Heraufbeschworene Revolutionen finden selten statt. Umso mehr, wenn die Sorge vor dem Umsturz strategisch inszeniert wurde. Genau das hat die Landes-ÖVP mit Landeshauptmann Markus Wallner an der Spitze gemacht, um sich der blauen Welle zu erwehren. Vor zwei Wochen lag die ÖVP mit 29 Prozent nur knapp vor den FPÖ von Herbert Kickl.

Zwar musste die ÖVP auch am Sonntag erhebliche Verluste und ihr bisher schwächstes Ergebnis einstecken, doch gelang es ihr, die FPÖ mit dem erst 33-jährigen Spitzenkandidaten Christof Bitschi auf Abstand zu halten. Im Intensivwahlkampf hatte Wallner die Abstimmung zum Duell gegen den jüngeren Herausforderer ausgerufen – im Verein mit der gestiegenen Wahlbeteiligung war diese Strategie entscheidend.

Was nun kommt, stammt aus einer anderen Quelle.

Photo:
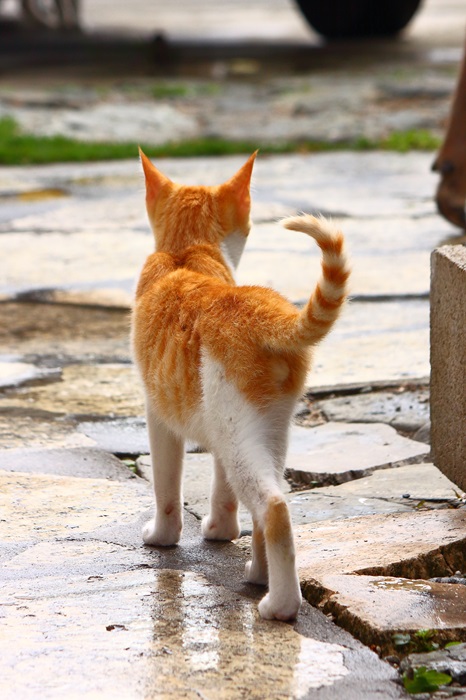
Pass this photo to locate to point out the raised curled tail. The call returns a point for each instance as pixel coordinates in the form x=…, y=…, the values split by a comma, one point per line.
x=329, y=295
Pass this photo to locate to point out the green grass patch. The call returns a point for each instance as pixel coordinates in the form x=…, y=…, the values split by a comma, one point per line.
x=17, y=148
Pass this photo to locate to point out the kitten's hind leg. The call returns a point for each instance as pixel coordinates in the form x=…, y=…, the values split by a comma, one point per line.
x=256, y=569
x=283, y=600
x=222, y=522
x=167, y=464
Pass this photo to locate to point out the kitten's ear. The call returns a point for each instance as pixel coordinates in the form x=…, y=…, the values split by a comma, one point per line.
x=239, y=185
x=155, y=180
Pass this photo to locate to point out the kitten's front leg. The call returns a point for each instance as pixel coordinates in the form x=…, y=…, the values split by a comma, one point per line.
x=222, y=522
x=167, y=464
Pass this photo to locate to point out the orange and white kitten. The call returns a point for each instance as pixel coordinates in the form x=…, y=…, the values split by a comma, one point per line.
x=223, y=366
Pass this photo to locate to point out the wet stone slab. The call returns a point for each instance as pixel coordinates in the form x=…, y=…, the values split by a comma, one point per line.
x=107, y=390
x=404, y=409
x=334, y=453
x=109, y=617
x=134, y=633
x=381, y=492
x=54, y=334
x=19, y=429
x=85, y=463
x=13, y=374
x=371, y=574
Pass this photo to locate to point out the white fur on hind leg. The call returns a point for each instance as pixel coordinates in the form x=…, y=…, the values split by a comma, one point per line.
x=251, y=445
x=222, y=522
x=167, y=461
x=163, y=533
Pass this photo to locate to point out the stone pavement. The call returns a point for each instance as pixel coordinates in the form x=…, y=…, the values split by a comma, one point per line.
x=80, y=594
x=86, y=610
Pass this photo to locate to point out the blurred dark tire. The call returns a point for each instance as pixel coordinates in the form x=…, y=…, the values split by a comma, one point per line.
x=346, y=19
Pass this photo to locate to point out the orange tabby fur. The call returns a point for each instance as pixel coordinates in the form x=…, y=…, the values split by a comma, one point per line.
x=205, y=346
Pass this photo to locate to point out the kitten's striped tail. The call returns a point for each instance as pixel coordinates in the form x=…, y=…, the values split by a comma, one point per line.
x=329, y=295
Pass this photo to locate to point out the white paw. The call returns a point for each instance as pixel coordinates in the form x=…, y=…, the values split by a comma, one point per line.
x=224, y=529
x=253, y=574
x=161, y=535
x=286, y=609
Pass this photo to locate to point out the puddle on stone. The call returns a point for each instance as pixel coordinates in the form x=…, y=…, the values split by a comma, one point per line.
x=146, y=633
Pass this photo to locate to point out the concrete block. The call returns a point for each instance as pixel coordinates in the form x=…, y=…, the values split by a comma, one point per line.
x=448, y=362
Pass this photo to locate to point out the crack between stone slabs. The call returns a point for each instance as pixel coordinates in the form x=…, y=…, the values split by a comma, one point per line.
x=376, y=298
x=54, y=375
x=32, y=413
x=445, y=560
x=365, y=387
x=42, y=296
x=29, y=298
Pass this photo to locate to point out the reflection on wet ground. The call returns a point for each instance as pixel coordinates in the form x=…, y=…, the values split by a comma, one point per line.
x=163, y=633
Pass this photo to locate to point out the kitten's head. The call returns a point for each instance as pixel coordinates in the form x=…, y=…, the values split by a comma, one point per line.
x=182, y=216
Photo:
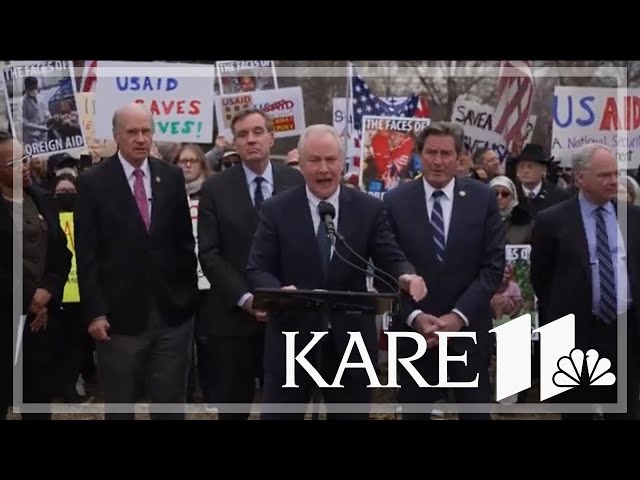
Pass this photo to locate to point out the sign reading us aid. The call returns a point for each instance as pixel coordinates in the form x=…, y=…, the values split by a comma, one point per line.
x=562, y=366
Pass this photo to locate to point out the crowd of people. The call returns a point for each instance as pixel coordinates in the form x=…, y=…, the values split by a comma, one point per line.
x=143, y=330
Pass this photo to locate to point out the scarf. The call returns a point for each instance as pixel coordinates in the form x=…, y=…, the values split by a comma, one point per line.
x=195, y=186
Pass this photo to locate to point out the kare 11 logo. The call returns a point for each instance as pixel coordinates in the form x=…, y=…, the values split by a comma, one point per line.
x=562, y=366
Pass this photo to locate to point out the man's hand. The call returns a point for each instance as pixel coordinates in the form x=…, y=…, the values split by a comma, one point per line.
x=40, y=321
x=260, y=315
x=248, y=306
x=414, y=285
x=99, y=328
x=451, y=322
x=427, y=325
x=39, y=301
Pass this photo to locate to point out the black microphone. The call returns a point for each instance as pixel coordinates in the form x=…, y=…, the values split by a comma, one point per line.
x=327, y=214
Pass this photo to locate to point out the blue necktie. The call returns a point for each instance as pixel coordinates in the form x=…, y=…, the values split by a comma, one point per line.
x=437, y=224
x=258, y=198
x=324, y=245
x=608, y=298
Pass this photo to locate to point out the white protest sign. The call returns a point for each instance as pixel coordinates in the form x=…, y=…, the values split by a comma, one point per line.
x=203, y=283
x=478, y=122
x=43, y=107
x=180, y=97
x=285, y=107
x=584, y=115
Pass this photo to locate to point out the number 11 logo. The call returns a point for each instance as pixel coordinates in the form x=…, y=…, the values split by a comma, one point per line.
x=562, y=366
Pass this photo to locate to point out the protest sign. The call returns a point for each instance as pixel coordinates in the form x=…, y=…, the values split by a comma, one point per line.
x=203, y=283
x=583, y=115
x=71, y=291
x=285, y=107
x=179, y=96
x=43, y=107
x=246, y=76
x=388, y=150
x=515, y=296
x=478, y=122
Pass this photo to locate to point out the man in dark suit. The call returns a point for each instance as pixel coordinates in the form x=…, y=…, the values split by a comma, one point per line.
x=137, y=268
x=291, y=250
x=451, y=231
x=534, y=191
x=585, y=260
x=29, y=213
x=227, y=218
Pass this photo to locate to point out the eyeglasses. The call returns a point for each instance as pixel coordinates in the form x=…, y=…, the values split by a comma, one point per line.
x=24, y=161
x=185, y=161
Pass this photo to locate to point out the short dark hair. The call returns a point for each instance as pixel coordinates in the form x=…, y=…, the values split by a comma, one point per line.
x=30, y=83
x=5, y=136
x=250, y=111
x=442, y=129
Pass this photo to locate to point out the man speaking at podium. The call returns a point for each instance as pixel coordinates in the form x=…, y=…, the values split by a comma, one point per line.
x=291, y=250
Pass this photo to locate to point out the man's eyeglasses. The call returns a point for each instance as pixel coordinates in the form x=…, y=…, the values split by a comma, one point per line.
x=24, y=161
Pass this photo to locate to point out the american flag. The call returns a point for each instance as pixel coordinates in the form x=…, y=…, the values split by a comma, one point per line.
x=366, y=103
x=515, y=93
x=89, y=76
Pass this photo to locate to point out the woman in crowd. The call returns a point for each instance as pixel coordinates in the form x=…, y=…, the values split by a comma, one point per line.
x=30, y=213
x=73, y=346
x=518, y=221
x=191, y=159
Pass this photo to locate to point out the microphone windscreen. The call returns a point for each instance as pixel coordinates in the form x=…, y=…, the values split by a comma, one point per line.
x=325, y=208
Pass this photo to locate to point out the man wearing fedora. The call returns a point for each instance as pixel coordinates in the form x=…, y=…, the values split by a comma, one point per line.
x=534, y=190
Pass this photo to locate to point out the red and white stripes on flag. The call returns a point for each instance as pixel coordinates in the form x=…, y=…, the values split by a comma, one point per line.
x=89, y=76
x=515, y=95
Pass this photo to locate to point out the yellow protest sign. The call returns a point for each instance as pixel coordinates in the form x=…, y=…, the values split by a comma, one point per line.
x=71, y=292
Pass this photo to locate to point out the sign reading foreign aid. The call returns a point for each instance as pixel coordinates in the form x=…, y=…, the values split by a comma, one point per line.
x=609, y=116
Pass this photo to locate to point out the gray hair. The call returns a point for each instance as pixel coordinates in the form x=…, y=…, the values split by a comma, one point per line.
x=118, y=111
x=454, y=130
x=583, y=155
x=319, y=129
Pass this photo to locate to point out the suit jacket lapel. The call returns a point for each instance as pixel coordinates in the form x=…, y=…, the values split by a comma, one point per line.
x=306, y=230
x=576, y=231
x=158, y=188
x=245, y=205
x=462, y=210
x=122, y=192
x=423, y=227
x=347, y=222
x=278, y=179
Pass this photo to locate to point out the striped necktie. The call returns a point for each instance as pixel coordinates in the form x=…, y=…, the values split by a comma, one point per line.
x=437, y=224
x=608, y=298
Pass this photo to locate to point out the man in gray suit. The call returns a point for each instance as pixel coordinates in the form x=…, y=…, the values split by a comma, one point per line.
x=137, y=270
x=227, y=219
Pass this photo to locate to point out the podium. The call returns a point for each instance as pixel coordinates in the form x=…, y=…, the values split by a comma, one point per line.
x=276, y=299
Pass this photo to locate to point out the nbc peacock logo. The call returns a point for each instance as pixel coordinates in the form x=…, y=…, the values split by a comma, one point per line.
x=583, y=369
x=559, y=371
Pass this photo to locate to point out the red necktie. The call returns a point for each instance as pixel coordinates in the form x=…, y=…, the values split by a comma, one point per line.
x=141, y=197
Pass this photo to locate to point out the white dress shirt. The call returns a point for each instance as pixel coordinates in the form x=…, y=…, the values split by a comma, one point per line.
x=313, y=207
x=446, y=202
x=267, y=191
x=146, y=177
x=266, y=186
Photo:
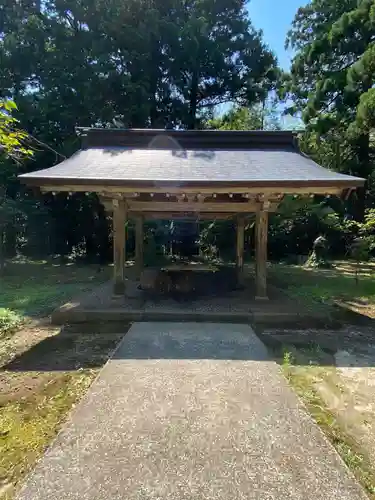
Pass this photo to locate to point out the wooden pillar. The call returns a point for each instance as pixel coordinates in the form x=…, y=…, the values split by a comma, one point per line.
x=261, y=233
x=240, y=248
x=139, y=245
x=119, y=245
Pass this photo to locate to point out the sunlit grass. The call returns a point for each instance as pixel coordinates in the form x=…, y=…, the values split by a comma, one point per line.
x=36, y=287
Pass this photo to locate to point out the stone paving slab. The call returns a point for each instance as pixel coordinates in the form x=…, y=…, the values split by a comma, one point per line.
x=189, y=411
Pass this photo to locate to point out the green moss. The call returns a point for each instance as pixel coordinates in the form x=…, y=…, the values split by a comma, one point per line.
x=301, y=379
x=28, y=425
x=9, y=321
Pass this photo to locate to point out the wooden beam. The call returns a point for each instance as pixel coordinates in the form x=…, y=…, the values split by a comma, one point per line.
x=139, y=243
x=119, y=245
x=113, y=191
x=196, y=207
x=240, y=248
x=261, y=233
x=184, y=215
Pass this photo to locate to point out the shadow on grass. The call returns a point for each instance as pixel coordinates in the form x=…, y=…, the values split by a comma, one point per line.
x=349, y=347
x=67, y=352
x=71, y=352
x=35, y=288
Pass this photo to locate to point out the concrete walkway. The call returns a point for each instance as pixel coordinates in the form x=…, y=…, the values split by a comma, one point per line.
x=189, y=411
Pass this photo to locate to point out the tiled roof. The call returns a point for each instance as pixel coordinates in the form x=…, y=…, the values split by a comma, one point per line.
x=158, y=156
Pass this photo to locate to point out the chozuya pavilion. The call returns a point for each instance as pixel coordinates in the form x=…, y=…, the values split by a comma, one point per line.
x=206, y=174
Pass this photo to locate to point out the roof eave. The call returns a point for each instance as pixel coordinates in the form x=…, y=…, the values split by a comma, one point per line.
x=60, y=181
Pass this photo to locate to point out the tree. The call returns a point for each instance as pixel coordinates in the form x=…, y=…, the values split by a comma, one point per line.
x=332, y=78
x=257, y=117
x=12, y=147
x=219, y=57
x=139, y=63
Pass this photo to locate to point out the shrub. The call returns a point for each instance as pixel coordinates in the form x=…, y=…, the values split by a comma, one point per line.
x=9, y=321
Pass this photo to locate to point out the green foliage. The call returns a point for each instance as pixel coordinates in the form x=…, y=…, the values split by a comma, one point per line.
x=331, y=84
x=9, y=321
x=12, y=140
x=258, y=117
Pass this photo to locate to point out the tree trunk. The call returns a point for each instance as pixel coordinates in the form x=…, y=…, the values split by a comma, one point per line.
x=193, y=99
x=362, y=149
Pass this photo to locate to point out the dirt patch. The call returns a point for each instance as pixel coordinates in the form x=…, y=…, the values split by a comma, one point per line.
x=333, y=371
x=43, y=373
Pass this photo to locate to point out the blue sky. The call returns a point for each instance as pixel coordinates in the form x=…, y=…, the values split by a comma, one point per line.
x=274, y=17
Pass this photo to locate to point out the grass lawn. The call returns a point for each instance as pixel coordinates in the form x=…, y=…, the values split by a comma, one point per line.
x=31, y=289
x=318, y=387
x=43, y=372
x=325, y=287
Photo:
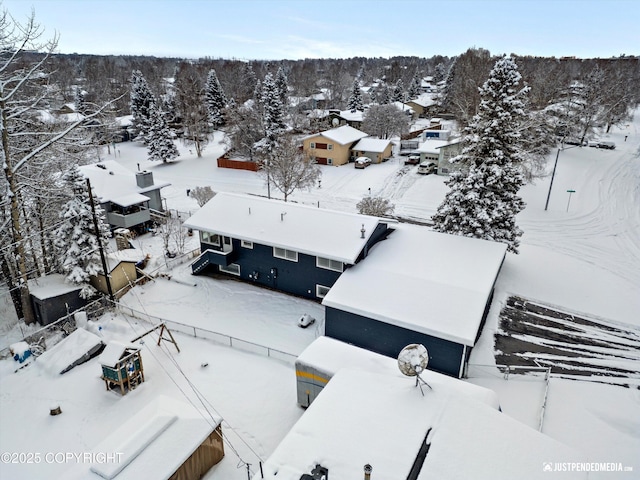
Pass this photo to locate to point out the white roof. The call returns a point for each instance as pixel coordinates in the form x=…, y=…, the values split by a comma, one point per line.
x=431, y=146
x=372, y=145
x=51, y=285
x=371, y=418
x=329, y=356
x=425, y=281
x=343, y=135
x=154, y=444
x=304, y=229
x=115, y=183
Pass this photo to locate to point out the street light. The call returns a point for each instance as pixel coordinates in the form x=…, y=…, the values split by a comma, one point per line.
x=553, y=174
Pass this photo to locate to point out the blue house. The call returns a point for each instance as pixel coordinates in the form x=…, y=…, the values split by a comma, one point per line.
x=418, y=286
x=286, y=246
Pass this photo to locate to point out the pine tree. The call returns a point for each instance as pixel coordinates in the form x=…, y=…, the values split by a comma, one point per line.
x=75, y=239
x=142, y=102
x=398, y=91
x=273, y=111
x=482, y=201
x=216, y=100
x=355, y=99
x=415, y=86
x=282, y=85
x=160, y=145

Die Blauen konnten sich nach ihrem Ibiza-bedingten Absturz vor fünf Jahren dennoch mehr als verdoppeln – und übertrafen ihre Bestmarke von vor 25 Jahren. Politisch stehen die Zeichen nach zehn Jahren Schwarz-Grün künftig auf Schwarz-Blau. Das hat im Ländle Tradition: Schon von 1974 bis 2004 regierte die ÖVP – die meiste Zeit trotz absoluter Mehrheiten – mit den Freiheitlichen. Vor allem aber hat sich die Koalition mit den Grünen – wie zuvor schon im Bund – öffentlich auseinandergelebt.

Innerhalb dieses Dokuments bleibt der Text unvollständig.